Michael Sicher: Haben Sie als Generaldirektor der Münze Österreich einen besonderen Bezug zu Geld?
Gerhard Starsich: Ich habe Handelswissenschaften studiert und war immer am Geldwesen sehr interessiert. Was mir in der Münze Österreich besonders gut gefällt, ist diese Verknüpfung von Geldwesen, Kreditwesen, diesen ganzen monetärpolitischen Überlegungen mit einem haptischen Erlebnis. Dass man etwas produziert, was man am Schluss wirklich in der Hand halten und sagen kann: „Das ist ein schönes Produkt, das die Kunden wollen.“ Ein Industriebetrieb ist in der Steuerung für mich interessanter und spannender als ein Betrieb, der rein virtuelle Produkte erzeugt. Ich war vorher Geschäftsführer der Zahlungsabwicklungsfirma der Österreichischen Banken. Das ist eine reine IT-technische Sache und viel schwerer greifbar. Ob ein Software-System funktioniert oder nicht, weiß man nie so genau, um ganz ehrlich zu sein.
Michael Sicher: Ein Erlebnis ist es auch, Ihre Produkte direkt bei Ihnen zu bestaunen und zu kaufen. Dazu haben Sie einen barrierefreien Shop.
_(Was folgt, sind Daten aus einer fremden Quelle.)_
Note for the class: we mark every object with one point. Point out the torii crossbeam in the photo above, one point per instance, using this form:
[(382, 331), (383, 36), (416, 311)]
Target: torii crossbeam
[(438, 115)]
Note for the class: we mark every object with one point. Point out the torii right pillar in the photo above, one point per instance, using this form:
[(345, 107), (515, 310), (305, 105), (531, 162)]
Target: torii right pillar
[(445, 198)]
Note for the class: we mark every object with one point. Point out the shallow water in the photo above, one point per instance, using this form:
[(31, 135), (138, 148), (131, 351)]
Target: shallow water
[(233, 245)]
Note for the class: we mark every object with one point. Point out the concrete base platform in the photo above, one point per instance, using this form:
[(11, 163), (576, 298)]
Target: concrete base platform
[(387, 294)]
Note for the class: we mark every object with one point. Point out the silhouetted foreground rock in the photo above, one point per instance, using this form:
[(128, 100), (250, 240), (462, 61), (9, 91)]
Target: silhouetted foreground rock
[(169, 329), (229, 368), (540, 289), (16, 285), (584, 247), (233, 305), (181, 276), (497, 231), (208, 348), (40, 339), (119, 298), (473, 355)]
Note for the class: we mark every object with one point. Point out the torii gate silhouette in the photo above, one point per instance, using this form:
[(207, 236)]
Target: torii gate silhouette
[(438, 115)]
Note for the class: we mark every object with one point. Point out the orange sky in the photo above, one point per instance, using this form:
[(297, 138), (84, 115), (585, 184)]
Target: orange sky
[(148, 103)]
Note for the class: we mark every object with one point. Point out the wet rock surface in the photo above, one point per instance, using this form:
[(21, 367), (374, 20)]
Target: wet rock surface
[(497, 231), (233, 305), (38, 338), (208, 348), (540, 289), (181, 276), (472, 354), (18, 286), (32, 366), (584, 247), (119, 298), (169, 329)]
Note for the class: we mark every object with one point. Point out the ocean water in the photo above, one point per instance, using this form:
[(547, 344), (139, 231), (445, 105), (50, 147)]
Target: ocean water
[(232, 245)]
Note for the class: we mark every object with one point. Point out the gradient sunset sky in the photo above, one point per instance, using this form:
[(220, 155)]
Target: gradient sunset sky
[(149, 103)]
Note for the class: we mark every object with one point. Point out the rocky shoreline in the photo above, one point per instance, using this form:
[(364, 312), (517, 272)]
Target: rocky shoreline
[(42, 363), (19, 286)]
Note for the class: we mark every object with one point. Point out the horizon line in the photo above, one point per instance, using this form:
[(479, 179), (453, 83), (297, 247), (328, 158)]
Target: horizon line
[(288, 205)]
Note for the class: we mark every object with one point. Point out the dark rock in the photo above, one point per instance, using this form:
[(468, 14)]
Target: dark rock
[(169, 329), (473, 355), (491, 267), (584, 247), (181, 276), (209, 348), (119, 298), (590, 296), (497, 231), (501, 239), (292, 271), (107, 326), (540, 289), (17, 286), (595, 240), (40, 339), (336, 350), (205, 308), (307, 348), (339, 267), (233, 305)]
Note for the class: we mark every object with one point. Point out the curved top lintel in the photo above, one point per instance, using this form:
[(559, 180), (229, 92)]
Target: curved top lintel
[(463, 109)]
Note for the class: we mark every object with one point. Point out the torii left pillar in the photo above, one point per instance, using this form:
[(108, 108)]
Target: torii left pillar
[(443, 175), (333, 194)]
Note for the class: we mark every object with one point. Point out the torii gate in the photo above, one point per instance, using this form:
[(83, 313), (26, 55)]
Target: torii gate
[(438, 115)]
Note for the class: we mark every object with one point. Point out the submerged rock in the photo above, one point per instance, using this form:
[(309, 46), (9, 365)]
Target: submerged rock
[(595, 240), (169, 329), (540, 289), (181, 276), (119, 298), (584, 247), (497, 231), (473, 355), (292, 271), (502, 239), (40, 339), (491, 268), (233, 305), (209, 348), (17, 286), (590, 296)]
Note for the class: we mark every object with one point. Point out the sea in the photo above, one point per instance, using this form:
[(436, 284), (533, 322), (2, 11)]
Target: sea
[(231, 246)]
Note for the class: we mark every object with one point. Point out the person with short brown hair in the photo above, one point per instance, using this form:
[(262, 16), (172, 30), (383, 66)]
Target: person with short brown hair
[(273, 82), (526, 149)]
Gerhard Starsich: Ja. Und mich freut natürlich besonders, wenn Tag für Tag die Kunden bei unserem Shop Schlange stehen, weil das für mich die Bestätigung ist, dass wir etwas tun, was sich die Menschen wünschen. Und wenn neue Münzen erscheinen, an so genannten Ausgabetagen, kommen manchmal die ersten Kunden schon um vier in der Früh, um sicher ein Produkt zu ergattern.
Michael Sicher: Wenn Sie Gäste haben, zeigen Sie Ihnen bestimmt Ihren sehr schön gestalteten Shop. Was zeigen Sie Ihnen in Wien noch?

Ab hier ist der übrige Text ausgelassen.